Britain’s security service has been on a “severe” alert level for almost three years, which means that a terrorist attack was “highly likely”. Although the number of large-scale Islamist-inspired attacks in Europe has diminished in recent months, there were two incidents in France during a single weekend last week.
The Metropolitan Police said on Wednesday that they had an open mind about the motivation for the attack at Westminster, although they were treating it as a terrorist incident. The fact that it happened on the anniversary of last year’s coordinated bombings in Brussels has heightened suspicions that it may have been inspired by the so-called Islamic State.

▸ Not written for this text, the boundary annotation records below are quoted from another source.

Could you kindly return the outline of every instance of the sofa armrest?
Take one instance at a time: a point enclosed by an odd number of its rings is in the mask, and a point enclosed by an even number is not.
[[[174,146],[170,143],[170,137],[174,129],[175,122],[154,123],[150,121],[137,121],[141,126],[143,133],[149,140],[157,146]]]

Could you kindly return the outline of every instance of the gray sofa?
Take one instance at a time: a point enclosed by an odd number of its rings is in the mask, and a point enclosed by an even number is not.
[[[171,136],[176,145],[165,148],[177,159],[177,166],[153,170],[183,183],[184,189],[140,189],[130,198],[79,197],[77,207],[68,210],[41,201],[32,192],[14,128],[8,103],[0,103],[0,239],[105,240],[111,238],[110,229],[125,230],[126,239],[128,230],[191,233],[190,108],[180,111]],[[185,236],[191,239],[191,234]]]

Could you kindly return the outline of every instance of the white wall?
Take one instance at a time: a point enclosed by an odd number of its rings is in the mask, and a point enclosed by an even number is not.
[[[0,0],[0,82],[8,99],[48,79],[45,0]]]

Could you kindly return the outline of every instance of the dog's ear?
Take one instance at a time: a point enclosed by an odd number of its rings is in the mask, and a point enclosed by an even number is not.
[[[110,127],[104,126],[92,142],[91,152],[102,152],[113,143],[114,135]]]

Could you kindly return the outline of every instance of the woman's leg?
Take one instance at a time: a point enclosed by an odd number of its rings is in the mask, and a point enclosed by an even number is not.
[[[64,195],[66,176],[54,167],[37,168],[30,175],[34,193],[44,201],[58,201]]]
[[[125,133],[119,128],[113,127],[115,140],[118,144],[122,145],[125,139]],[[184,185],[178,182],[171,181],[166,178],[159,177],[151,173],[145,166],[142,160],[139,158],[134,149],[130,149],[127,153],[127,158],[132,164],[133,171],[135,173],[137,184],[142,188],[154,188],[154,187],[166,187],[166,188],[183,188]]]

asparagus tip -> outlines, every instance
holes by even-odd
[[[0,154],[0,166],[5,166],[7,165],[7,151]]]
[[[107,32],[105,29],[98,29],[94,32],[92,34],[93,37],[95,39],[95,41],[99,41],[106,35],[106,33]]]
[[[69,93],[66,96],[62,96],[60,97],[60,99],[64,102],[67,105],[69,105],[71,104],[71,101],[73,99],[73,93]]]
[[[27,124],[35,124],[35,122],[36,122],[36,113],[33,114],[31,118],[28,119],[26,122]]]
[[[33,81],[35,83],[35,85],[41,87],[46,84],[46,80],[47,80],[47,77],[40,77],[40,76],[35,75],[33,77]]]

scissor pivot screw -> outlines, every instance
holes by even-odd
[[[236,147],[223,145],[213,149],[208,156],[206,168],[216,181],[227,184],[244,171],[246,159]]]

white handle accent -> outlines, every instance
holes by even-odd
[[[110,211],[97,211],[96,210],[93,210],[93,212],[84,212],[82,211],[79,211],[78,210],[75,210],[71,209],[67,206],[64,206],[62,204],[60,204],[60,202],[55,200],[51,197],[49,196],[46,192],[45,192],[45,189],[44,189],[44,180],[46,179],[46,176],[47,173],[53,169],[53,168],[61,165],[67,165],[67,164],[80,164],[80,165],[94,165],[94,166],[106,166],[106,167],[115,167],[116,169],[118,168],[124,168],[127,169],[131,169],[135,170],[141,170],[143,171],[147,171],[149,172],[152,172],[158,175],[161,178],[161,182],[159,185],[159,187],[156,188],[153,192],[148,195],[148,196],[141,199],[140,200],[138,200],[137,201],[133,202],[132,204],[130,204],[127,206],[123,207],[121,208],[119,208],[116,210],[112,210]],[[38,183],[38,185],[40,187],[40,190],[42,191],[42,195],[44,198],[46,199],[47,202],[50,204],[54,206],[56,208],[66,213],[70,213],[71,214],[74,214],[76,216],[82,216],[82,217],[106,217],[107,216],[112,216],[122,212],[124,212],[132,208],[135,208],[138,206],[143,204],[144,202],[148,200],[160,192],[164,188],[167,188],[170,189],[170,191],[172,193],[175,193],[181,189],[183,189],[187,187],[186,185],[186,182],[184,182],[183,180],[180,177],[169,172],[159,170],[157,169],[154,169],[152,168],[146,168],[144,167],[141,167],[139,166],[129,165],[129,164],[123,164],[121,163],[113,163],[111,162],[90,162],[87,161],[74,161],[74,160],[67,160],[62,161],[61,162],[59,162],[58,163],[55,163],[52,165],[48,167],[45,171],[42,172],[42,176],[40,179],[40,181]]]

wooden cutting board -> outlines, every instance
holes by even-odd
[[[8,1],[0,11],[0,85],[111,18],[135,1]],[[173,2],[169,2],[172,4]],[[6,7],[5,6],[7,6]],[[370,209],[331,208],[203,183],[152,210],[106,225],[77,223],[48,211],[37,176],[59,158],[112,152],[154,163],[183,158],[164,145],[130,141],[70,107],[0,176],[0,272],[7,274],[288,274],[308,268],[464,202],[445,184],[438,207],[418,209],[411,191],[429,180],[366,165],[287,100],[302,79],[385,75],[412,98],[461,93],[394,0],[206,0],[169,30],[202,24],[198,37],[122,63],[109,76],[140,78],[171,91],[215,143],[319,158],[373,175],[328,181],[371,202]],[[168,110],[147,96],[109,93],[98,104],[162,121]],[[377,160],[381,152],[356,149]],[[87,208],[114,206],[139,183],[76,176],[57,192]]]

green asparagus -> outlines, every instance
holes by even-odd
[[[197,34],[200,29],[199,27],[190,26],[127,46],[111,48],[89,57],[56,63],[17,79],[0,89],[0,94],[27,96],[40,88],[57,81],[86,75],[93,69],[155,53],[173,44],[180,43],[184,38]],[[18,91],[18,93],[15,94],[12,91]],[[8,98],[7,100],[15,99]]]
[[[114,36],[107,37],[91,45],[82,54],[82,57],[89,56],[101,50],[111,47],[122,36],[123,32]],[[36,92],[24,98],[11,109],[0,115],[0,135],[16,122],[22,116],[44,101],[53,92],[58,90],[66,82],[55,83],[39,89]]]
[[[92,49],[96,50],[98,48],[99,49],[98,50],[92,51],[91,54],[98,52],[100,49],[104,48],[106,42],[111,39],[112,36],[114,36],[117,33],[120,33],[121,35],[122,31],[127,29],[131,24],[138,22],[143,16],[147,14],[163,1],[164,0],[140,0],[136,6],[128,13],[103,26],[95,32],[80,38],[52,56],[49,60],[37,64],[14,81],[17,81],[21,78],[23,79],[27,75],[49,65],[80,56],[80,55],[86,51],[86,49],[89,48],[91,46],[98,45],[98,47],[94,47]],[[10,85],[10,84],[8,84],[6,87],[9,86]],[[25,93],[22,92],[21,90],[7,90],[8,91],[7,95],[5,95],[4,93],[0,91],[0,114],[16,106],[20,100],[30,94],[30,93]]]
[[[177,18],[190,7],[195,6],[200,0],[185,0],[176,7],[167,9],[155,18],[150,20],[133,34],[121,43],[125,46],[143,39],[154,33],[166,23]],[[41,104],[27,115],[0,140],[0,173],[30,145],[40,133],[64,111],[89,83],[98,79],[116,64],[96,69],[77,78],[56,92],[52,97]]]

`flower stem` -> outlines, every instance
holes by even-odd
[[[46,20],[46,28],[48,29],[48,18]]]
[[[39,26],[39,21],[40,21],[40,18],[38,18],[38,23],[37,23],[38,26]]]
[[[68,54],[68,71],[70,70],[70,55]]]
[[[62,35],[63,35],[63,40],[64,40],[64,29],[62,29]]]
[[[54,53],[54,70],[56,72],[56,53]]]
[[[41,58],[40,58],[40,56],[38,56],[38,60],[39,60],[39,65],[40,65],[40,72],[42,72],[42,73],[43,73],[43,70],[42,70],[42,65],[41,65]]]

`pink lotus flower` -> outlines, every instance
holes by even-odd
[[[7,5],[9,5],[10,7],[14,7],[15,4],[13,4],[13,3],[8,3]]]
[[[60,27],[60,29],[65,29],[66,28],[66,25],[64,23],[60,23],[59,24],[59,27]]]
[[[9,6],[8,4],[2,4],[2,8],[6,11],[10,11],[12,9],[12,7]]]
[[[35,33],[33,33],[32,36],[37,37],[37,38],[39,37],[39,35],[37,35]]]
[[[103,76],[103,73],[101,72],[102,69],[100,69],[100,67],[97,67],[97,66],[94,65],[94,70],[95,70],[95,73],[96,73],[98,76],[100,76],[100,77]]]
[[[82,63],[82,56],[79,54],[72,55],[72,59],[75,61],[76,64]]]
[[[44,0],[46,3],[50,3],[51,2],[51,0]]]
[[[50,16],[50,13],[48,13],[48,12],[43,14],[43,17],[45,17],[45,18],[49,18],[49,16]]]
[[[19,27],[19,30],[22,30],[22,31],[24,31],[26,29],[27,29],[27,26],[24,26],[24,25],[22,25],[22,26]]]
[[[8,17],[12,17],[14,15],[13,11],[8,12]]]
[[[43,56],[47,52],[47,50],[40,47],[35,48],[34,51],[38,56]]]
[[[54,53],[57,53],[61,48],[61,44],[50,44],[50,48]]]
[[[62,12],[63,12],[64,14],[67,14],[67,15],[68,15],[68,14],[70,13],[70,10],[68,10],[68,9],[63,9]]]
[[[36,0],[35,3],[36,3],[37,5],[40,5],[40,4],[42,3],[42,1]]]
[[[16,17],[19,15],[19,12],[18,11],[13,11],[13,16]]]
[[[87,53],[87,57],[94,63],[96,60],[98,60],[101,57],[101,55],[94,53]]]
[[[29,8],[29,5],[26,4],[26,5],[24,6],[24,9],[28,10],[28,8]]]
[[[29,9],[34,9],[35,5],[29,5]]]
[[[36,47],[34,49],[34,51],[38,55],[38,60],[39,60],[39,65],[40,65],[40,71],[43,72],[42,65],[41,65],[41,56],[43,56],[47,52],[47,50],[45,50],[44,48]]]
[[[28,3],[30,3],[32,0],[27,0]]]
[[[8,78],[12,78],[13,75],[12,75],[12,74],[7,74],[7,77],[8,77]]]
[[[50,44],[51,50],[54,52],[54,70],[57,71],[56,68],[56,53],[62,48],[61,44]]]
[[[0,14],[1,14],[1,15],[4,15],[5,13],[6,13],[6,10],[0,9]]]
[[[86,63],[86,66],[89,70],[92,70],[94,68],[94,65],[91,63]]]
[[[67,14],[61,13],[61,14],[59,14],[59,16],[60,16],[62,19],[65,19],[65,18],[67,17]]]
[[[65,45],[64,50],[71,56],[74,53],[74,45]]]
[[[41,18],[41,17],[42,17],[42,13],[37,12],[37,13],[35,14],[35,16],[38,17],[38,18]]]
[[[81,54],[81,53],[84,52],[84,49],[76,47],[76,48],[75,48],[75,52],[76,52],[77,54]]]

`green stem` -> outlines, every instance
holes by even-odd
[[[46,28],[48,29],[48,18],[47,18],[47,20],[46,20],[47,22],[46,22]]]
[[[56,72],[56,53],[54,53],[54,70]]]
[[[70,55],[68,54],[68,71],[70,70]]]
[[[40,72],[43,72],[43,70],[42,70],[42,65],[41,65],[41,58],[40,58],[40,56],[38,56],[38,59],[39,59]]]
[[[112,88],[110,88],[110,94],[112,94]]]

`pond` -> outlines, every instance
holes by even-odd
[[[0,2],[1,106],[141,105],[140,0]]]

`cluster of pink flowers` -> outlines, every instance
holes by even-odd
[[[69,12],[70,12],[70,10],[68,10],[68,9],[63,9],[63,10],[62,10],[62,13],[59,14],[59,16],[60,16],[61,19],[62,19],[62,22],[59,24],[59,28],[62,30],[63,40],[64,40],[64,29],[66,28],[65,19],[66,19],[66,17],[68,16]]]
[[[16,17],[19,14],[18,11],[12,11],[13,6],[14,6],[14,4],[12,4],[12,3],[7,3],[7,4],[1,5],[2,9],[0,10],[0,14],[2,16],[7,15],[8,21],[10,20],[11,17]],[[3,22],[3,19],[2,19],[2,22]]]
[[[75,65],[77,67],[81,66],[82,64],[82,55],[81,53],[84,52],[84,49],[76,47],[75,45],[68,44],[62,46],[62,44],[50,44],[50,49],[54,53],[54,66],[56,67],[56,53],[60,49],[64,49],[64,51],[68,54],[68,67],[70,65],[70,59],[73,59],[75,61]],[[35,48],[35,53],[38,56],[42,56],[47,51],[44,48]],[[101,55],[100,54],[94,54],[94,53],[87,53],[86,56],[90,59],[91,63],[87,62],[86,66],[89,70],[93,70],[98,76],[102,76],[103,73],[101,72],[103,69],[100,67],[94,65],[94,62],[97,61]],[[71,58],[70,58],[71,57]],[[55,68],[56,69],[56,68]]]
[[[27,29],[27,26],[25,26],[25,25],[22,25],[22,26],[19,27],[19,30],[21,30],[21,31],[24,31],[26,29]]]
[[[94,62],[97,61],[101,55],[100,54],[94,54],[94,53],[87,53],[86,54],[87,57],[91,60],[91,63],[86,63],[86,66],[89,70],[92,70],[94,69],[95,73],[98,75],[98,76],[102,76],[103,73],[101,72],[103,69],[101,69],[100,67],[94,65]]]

Most recent attacks in Europe have been on relatively soft targets such as the Bataclan nightclub in Paris, venues which are difficult to protect or even to identify as likely targets. Wednesday’s attack in London was not only on one of Britain’s most important and high-profile institutions, but one of its most heavily guarded.
Security at Westminster will almost certainly be reviewed, but Mr Pantucci said that, if the attack was as low-tech as reports suggest, it would have been difficult to prevent.
“So far, we’ve heard reference to knives and cars being used, both of which are fairly common household items,” he said. “So frankly speaking, if that’s what they used, then it’s very difficult to look at it from the equipment perspective and think about how you’re going to prevent something like this.”
Shortly after the attacks, police threw a wide cordon around the Palace of Westminster, closed the Thames from Vauxhall Bridge to Embankment, and suspended rides on the London Eye across the river.
The authorities’ greatest fear was that the Westminster attack could be the first of a number of co-ordinated incidents around London.
“Terrorist groups like to launch multiple attacks at the same time because it has a far more dramatic effect,” Mr Pantucci said. “So the immediate concern is to ensure that you have an adequate understanding of what you’re looking at and an understanding of what other things might happen.”